Dans Hernani (1830), Victor Hugo ne raconte pas seulement une histoire d'amour contrarié : il met en scène la collision entre l'élan vital du héros romantique et une fatalité qui le condamne avant même que le rideau se lève. Le destin n'est pas ici un simple ressort dramatique — il est la matière même du drame, ce qui confère à l'œuvre sa puissance tragique singulière.
Hernani se présente lui-même, dès l'acte I, comme un être voué à la malédiction. Fils d'un homme exécuté sur ordre du roi Don Carlos, il porte en lui une dette de sang qui précède et conditionne tous ses choix. Cette origine maudite n'est pas anecdotique : elle fait d'Hernani non pas un rebelle qui choisit librement de s'opposer à l'ordre établi, mais un réprouvé que l'ordre a d'abord rejeté.
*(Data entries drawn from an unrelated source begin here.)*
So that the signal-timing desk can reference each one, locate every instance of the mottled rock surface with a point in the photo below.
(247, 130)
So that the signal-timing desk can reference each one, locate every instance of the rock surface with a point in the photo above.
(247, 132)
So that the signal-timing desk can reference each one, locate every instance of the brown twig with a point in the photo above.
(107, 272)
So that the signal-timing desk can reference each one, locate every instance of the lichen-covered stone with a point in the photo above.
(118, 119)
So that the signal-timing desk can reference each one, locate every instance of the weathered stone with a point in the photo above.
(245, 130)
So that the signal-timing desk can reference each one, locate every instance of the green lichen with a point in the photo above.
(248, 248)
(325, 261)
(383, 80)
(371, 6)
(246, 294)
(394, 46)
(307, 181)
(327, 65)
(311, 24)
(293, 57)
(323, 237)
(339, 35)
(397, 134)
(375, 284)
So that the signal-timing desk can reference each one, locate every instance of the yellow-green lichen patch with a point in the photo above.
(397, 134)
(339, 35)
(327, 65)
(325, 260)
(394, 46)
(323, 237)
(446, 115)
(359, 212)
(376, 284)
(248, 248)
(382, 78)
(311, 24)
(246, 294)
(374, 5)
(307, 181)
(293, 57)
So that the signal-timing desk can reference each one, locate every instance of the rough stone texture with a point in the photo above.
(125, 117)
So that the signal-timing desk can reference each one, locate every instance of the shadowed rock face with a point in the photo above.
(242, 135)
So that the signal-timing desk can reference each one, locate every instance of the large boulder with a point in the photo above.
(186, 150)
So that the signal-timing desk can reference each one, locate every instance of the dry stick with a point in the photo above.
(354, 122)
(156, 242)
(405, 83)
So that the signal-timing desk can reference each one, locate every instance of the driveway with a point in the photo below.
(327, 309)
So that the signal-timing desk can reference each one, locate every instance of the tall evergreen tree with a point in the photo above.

Le romantisme hugolien se distingue précisément ici du simple individualisme : la révolte naît d'une blessure infligée par l'histoire, et non d'un caprice personnel.
Le motif du destin prend sa forme la plus concrète et la plus redoutable dans le serment qu'Hernani prononce à l'acte III. Pour obtenir l'aide de Don Ruy Gomez de Silva — vieux seigneur jaloux qui détient doña Sol, la femme qu'Hernani aime — le héros s'engage à répondre à son appel, quel qu'en soit le moment, et à mourir dès que son bienfaiteur sonnera du cor. Hugo formule cet engagement avec une solennité glaciale : Quand tu voudras, vieillard, quand tu voudras, je meurs
(acte III, scène 4). La brièveté de la phrase, son rythme binaire et l'adresse directe au vieillard transforment la promesse en arrêt de mort librement consenti. Hernani signe lui-même sa condamnation, ce qui est la marque suprême du tragique romantique : la liberté elle-même devient l'instrument de la fatalité.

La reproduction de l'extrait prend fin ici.